In this study, MAB was performed only by foreground selection of VrPGIP2, although MAB for background selection can increase background genome recovery and reduce the number of backcross generations in MABC [20]. Background selection was carried out by phenotypic selection because marker polymorphism (3%) between V2802 and KPS1 is very low [22], and thus background selection by MAS is unsuitable. Three bruchid-resistant lines, R67-11, R67-22, and R92-15, with high yields and good agronomic traits, were developed, and R67-22 showed potential as a new cultivar (Table 2 and Figure 4). Whole-genome resequencing confirmed that the VrPGIP2 gene from V2802 was successfully introgressed into KPS1 and revealed only 52 SNPs between KPS1 and R67-22, indicating a high percentage of the genome of KPS1 recovery in R67-22 (Supplementary Table S2 and Figure 5). Interestingly, R67-11 and R67-22 showed higher resistance than the donor parent V2802 (Table 1). This suggested that expression of the VrPGIP2 gene and/or modifying gene(s) in the KPS1 background genome was stronger than in V2802, and that some unknown factor(s) from KPS1 may promote resistance to bruchids. Additional studies should be conducted to investigate this transgressive segregation of bruchid resistance.
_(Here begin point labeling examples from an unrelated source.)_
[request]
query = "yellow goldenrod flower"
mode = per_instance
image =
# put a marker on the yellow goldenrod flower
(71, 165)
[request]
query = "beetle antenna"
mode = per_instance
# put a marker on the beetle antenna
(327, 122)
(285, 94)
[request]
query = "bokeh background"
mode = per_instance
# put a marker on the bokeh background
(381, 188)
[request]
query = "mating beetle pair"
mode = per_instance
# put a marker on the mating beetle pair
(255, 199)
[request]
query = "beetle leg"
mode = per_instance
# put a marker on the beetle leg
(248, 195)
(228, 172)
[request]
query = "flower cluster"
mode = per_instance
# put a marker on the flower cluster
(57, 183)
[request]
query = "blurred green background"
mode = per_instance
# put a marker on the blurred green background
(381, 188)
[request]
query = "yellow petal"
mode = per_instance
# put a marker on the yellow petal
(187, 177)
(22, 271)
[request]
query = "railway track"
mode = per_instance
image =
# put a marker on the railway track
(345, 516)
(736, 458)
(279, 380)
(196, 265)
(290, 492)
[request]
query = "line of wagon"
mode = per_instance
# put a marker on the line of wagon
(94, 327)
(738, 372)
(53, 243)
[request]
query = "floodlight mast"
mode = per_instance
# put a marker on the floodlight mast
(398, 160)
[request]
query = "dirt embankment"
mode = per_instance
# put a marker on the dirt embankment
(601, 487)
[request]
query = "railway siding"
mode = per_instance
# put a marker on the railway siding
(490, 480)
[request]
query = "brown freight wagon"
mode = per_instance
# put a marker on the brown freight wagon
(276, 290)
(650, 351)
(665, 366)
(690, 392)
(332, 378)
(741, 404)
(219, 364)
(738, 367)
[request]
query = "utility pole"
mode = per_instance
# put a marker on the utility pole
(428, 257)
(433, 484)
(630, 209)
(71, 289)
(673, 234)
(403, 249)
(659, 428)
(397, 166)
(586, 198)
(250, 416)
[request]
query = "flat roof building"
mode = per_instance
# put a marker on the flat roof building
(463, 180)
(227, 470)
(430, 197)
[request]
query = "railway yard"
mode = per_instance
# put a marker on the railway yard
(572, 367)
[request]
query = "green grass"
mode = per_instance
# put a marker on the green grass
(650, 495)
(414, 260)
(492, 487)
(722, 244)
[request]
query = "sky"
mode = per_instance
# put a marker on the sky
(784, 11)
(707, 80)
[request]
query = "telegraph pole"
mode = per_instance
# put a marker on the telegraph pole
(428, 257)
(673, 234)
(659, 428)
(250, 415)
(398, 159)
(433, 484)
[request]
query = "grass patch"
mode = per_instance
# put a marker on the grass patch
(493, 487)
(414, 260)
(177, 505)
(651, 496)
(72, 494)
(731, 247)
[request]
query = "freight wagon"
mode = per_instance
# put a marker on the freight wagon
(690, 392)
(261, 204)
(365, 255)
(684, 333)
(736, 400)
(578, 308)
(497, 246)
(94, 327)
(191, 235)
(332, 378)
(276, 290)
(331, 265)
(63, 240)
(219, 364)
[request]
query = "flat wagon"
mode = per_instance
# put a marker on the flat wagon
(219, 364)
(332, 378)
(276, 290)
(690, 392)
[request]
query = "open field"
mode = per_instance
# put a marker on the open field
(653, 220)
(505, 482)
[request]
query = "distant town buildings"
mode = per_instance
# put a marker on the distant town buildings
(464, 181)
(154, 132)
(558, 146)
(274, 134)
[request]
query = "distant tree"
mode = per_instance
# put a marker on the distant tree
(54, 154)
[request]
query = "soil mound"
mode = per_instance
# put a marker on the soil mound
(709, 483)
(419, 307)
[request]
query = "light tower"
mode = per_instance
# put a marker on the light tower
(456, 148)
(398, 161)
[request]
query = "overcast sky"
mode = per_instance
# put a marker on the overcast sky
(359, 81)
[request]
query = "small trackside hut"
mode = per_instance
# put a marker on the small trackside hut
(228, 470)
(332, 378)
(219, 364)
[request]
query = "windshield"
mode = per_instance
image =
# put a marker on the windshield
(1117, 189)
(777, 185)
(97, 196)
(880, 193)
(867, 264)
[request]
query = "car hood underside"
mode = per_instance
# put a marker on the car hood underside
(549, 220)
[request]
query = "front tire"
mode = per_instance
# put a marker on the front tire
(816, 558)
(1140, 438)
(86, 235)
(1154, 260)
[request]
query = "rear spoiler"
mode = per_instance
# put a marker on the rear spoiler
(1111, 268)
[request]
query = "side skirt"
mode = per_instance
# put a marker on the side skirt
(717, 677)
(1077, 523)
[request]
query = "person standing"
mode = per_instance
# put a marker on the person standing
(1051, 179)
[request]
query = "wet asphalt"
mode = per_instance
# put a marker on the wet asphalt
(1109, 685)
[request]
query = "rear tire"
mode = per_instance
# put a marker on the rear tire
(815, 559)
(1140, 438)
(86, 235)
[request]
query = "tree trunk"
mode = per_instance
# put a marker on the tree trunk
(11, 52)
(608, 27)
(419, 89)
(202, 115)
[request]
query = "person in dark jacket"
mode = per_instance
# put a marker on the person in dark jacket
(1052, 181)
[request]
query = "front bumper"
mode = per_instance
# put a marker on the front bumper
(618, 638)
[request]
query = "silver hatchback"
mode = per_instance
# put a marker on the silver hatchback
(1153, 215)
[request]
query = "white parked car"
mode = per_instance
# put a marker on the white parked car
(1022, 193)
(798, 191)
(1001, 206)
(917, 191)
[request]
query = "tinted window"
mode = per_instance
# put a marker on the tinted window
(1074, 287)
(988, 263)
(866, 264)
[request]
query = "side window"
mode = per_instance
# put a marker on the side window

In conclusion, we successfully developed new bruchid-resistant lines by introgressing the Br locus (VrPGIPs) from V2802 into a popular cultivar, KPS1, using the MABC breeding strategy. The markers VrBR-SSR013 and DMB-SSR158 provided precision selection of the Br locus and saved 2–3 years in selection and backcrossing for resistance. Finally, we obtained one advanced line (R67-22) from the BC₃F₆ population. The bruchid resistance of this line was stronger than that of V2802, while its agronomic traits were on par with KPS1. Thus, the R67-22 line shows promise for release as a variety, which will be further evaluated in large-scale trials. MABC, using the markers VrBR-SSR013 and DMB-SSR158, is therefore a highly efficient approach for the breeding of bruchid-resistant mung bean cultivars.